As internações por herpes-zóster cresceram quase 20% em um ano no Brasil. A doença é causada pelo vírus varicela-zoster (VVZ), o mesmo responsável pela catapora. E quem desenvolve herpes-zóster apresenta febre, dor de cabeça, mal-estar, dores, sensação de formigamento, agulhadas ou adormecimento em determinada região do corpo. Também surgem bolhas com líquido transparente, especialmente no tórax, abdômen e rosto.

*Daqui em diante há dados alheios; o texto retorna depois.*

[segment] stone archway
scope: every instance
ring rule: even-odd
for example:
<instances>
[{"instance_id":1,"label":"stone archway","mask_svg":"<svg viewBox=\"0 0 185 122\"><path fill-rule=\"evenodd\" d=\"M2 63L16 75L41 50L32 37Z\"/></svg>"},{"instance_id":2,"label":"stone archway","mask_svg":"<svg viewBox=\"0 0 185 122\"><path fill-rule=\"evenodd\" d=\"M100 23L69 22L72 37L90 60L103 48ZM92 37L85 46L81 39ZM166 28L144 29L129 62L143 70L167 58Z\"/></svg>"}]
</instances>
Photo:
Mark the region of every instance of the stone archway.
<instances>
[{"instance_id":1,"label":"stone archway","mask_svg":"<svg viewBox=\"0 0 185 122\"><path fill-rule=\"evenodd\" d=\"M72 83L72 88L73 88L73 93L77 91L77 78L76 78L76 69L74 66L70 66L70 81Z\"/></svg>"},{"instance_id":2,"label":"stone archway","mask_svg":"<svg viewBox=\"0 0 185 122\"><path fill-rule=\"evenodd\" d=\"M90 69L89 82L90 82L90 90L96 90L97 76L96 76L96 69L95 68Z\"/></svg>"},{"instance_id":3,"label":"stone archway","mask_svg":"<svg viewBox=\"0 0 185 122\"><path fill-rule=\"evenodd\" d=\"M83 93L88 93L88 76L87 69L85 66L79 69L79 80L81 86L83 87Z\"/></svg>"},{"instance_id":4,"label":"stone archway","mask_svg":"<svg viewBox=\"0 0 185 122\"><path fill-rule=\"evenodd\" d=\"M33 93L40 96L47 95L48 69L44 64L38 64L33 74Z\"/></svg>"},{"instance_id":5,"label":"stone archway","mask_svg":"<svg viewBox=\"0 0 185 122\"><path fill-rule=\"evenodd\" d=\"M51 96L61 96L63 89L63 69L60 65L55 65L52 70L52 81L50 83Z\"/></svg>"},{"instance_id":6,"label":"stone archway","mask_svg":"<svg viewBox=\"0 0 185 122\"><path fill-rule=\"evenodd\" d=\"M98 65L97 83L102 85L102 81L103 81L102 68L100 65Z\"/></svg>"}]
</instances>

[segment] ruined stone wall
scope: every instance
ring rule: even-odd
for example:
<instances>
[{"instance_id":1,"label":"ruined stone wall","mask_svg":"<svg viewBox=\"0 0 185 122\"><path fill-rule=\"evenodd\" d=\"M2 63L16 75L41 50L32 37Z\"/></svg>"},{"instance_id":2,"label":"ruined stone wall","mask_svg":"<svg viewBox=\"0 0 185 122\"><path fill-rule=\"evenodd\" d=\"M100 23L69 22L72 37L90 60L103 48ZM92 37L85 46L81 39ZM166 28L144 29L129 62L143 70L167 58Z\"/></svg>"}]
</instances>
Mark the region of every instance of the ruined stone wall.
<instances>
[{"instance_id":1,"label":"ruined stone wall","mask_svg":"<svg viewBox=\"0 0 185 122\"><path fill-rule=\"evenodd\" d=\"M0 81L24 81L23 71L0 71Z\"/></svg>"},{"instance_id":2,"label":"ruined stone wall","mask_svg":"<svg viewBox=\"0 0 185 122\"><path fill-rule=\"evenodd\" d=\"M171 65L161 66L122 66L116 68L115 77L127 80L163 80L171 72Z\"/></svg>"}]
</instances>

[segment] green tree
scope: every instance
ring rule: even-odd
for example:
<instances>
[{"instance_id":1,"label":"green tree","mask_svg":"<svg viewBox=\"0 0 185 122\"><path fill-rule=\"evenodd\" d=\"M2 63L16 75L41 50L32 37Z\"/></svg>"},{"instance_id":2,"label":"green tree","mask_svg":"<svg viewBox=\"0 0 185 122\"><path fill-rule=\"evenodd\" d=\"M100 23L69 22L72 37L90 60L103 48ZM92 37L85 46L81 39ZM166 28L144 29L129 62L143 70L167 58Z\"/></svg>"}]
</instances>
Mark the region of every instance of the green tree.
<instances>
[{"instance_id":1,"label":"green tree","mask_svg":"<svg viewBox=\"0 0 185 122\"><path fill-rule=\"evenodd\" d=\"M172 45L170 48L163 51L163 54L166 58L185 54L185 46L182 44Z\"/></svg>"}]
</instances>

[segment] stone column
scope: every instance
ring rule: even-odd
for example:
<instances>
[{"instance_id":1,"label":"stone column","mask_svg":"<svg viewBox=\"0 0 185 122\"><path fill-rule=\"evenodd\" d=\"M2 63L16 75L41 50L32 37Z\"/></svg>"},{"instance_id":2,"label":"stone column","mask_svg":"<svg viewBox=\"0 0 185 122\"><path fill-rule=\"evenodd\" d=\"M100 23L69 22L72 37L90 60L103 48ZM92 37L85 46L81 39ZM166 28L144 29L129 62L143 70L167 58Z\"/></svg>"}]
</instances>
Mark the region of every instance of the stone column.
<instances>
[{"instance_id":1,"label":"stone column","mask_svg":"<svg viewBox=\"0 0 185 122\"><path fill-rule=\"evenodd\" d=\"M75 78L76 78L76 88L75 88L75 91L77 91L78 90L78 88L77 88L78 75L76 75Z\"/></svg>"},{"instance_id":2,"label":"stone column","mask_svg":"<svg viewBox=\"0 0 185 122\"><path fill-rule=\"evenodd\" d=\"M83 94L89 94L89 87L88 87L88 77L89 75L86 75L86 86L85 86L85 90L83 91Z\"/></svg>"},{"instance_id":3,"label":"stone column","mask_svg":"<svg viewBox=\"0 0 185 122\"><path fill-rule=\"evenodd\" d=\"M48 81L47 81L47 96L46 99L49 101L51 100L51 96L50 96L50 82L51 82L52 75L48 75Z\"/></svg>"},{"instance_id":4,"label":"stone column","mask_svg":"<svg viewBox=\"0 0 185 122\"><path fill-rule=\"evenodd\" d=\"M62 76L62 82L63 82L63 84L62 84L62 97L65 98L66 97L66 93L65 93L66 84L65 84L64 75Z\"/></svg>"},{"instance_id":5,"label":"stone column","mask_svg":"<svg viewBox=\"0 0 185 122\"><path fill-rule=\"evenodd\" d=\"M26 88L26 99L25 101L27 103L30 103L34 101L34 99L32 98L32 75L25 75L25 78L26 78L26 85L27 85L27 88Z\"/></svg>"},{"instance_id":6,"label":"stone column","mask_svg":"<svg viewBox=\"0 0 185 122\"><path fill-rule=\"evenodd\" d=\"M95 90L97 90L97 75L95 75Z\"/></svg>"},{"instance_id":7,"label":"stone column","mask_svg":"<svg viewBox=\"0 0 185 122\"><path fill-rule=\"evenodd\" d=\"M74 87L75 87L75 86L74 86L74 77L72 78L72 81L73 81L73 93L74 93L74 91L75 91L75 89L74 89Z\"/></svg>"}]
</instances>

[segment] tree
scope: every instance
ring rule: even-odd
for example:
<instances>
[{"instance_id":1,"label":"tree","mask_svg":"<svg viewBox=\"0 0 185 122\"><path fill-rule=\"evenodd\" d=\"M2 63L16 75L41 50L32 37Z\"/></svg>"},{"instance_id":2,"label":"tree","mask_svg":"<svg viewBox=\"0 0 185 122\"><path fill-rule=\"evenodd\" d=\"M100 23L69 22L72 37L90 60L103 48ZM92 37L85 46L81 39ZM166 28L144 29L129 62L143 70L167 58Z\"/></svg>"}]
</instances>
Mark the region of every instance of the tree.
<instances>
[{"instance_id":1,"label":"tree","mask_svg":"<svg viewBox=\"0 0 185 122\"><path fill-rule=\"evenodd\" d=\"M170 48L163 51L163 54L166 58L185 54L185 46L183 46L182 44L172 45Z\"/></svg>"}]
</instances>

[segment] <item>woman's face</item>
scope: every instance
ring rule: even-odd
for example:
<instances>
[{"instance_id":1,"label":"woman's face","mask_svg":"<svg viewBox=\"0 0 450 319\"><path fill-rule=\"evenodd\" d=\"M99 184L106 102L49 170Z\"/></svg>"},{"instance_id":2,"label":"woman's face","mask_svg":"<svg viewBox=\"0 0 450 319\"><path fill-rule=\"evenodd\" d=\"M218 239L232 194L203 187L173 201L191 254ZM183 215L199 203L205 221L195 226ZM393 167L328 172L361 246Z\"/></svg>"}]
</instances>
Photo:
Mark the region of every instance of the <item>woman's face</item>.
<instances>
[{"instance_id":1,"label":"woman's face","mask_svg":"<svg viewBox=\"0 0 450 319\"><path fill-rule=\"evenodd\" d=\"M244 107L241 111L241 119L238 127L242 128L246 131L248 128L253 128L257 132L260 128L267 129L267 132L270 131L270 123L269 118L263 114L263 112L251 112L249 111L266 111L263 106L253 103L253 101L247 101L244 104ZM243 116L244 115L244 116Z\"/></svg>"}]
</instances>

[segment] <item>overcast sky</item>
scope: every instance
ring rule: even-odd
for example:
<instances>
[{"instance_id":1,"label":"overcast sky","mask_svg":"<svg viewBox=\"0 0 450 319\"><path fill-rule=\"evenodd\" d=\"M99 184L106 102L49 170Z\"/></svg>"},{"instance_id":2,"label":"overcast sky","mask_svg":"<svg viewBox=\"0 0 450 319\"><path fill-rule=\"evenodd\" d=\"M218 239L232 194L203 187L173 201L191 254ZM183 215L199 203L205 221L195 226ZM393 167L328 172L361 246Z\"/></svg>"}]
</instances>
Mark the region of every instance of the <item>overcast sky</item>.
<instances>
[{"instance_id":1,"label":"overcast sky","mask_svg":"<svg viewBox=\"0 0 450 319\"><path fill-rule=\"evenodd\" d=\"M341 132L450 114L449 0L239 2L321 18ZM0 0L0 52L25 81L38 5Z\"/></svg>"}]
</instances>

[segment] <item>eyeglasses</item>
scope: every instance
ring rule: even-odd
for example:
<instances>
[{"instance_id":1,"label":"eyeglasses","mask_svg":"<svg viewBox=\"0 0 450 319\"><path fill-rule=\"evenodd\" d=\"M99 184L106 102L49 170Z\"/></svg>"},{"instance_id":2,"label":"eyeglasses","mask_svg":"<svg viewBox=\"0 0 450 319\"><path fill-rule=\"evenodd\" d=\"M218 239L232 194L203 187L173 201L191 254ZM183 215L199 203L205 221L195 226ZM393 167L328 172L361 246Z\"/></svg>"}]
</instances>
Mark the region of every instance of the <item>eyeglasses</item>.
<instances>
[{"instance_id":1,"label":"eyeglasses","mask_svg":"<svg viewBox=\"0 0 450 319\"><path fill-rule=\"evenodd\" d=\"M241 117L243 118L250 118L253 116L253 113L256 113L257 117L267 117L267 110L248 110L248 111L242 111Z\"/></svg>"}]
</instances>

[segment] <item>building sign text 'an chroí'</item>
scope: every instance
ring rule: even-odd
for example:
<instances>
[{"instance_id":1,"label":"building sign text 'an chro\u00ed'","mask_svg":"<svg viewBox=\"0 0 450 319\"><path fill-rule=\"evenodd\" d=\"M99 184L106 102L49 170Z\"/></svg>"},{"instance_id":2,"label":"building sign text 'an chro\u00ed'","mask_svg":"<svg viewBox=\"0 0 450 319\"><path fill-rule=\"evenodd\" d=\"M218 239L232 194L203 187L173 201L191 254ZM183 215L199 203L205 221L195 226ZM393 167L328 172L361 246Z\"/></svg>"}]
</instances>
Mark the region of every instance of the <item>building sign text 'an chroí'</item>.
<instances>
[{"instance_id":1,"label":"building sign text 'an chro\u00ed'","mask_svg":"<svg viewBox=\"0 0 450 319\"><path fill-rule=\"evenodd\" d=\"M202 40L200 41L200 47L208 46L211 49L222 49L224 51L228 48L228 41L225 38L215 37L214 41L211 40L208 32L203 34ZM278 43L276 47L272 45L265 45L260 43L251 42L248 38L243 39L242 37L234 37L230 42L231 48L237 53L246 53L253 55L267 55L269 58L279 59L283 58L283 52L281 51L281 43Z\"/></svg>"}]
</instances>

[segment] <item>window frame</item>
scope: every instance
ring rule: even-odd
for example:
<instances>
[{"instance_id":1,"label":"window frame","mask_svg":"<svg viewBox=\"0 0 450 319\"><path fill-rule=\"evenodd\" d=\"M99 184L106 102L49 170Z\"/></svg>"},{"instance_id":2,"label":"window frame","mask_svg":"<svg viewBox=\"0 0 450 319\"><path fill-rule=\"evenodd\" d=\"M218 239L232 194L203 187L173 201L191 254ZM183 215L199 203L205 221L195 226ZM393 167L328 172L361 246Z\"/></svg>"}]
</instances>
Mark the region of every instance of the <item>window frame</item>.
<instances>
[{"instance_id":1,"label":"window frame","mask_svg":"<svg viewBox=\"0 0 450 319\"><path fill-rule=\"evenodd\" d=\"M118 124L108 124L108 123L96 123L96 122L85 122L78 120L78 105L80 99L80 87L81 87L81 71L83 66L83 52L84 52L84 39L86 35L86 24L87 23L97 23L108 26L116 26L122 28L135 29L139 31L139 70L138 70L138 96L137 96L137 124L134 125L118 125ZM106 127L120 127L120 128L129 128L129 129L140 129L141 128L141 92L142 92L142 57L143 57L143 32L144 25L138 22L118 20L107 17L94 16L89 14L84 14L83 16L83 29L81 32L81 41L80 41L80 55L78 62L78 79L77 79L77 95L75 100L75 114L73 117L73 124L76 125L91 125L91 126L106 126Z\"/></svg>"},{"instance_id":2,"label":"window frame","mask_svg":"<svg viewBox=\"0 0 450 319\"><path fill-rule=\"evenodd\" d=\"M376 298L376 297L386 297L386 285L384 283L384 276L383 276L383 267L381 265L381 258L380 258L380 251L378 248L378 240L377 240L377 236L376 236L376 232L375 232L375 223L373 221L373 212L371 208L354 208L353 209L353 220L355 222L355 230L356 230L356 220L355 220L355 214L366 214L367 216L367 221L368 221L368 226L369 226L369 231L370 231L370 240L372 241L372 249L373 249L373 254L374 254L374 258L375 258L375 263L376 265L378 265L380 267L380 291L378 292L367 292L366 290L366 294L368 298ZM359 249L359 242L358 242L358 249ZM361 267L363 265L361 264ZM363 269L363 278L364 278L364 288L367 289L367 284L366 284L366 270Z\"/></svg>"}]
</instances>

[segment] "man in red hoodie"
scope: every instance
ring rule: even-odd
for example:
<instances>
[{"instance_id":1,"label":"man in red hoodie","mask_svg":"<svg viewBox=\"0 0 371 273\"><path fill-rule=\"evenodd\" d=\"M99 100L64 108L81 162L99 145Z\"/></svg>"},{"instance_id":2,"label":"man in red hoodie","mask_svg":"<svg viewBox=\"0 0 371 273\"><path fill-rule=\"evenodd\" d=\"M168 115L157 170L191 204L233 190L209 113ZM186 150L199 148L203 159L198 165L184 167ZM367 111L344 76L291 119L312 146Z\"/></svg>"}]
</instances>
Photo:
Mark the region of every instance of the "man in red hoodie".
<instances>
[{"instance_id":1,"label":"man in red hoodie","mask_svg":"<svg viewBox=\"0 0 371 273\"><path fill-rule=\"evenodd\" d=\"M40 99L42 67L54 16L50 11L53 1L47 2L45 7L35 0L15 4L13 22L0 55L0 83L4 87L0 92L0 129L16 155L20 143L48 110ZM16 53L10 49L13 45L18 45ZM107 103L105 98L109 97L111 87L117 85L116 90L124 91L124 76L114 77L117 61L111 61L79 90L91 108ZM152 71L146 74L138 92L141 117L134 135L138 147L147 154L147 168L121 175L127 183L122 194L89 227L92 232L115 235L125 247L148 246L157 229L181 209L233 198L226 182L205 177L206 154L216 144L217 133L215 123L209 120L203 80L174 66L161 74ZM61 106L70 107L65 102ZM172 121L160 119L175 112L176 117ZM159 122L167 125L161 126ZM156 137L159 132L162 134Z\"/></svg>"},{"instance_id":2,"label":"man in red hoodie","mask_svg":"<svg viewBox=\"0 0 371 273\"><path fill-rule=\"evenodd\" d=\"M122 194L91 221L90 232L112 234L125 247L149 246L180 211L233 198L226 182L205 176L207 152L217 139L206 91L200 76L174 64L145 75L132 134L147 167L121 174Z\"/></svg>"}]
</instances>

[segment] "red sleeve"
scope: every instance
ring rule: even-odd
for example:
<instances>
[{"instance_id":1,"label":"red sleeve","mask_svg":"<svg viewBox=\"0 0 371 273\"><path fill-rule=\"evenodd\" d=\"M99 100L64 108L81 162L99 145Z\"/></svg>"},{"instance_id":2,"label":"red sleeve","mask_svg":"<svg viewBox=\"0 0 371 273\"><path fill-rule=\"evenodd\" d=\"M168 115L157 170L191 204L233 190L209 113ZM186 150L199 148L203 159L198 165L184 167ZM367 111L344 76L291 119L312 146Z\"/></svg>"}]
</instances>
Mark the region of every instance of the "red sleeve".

O herpes-zóster não faz parte das enfermidades de notificação compulsória — aquelas que precisam ter seus casos obrigatoriamente informados às autoridades de saúde para serem monitoradas. Por isso, isso não existem dados oficiais da sua incidência no Brasil.
Dados do Ministério da Saúde, no entanto, mostram que as internações por herpes-zóster vêm aumentando no Sistema Único de Saúde (SUS). Em 2020, foram 3.517 internações por herpes-zóster; em 2023, 4.202 — um salto de 19,5%. “De fato, a doença é muito prevalente. Existem estudos nos Estados Unidos que apontam que um em cada três indivíduos vai desenvolvê-la em algum momento da vida”, conta o infectologista Rodrigo Lins, consultor da Sociedade Brasileira de Infectologia.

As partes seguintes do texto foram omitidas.